May 22 2023
Welcome to Gone Phishing, your daily cybersecurity newsletter that’s sick of cybercrime like Holly’s sick of Phillip 😂 #ThisMorning
Today’s hottest cyber security stories:
Why did the Golden Chickens cross the road? To escape the feds! In a hilarious twist of fate, a prolific cybercriminal, codename: Jack, has revealed his true identity to Canadian cybersecurity firm eSentire.
Started from the bottom, now we’re here 🎶
He’s been in the cybercrime game since he was a teenager and is one of the two criminals operating an account on the Russian-language Exploit.in forum under the name “badbullzvenom;” the other being “Chuck from Montreal.” Lol Jack and Chuck.
What a pleasant surprise it is to begin the week with a win for the good guys, eh ladies and gents?

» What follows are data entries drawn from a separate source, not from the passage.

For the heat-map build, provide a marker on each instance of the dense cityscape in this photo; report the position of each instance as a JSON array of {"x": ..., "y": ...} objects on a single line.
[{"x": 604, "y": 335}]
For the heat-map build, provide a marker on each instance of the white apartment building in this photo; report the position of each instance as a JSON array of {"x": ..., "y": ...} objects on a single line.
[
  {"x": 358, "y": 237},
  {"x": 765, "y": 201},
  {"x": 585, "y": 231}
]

As mentioned, the now infamous Jack began his life of cybercrime as a teenager interested in building malicious programs but, through hardwork and steely-eyed dedication, progressed to a longtime hacker involved in the development of password stealers, crypters, and More_eggs. You name it!

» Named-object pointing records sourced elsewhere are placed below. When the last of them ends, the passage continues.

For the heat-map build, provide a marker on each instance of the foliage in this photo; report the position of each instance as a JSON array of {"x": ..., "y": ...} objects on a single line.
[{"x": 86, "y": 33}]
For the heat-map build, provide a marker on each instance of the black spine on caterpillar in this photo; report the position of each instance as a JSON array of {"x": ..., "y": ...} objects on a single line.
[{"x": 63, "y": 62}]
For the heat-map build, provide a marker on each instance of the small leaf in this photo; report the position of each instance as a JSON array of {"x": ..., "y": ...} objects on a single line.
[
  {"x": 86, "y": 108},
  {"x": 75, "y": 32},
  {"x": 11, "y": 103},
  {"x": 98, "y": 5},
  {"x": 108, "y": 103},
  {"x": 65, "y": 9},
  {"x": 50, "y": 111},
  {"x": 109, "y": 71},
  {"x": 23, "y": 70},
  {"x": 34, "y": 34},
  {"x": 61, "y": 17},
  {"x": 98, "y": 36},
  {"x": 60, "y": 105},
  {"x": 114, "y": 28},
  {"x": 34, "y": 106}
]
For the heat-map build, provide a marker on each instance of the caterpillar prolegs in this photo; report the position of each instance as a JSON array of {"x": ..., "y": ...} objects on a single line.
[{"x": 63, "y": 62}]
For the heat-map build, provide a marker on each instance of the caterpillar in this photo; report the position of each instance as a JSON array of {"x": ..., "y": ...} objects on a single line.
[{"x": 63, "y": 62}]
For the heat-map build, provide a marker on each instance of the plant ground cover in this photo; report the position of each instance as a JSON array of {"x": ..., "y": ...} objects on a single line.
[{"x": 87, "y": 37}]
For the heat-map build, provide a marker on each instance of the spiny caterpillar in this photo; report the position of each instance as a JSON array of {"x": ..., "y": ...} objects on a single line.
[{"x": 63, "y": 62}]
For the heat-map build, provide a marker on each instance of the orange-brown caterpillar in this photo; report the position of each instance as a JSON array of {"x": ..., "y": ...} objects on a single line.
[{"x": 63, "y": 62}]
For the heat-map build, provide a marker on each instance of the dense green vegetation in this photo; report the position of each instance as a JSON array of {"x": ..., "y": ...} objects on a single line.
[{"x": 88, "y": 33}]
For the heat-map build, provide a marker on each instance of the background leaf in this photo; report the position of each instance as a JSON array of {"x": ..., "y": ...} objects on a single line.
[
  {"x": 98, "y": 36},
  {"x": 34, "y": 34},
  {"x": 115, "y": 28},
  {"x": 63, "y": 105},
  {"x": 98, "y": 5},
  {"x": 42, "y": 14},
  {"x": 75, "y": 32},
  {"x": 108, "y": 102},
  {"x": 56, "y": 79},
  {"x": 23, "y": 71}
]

We know what you’re thinking, what came first the Golden Chickens or More_eggs? Well, that’s a trick question because More_eggs is simply another alias for Golden Chickens. Isn’t cybercrime fun? Well, not for the victims which is why this is cause for celebration, folks 🎉
“Like ‘Chuck from Montreal,’ ‘Jack’ uses multiple aliases for the underground forums, social media, and Jabber accounts, and he too has gone to great lengths to disguise himself,” eSentire researchers Joe Stewart and Keegan Keplinger said.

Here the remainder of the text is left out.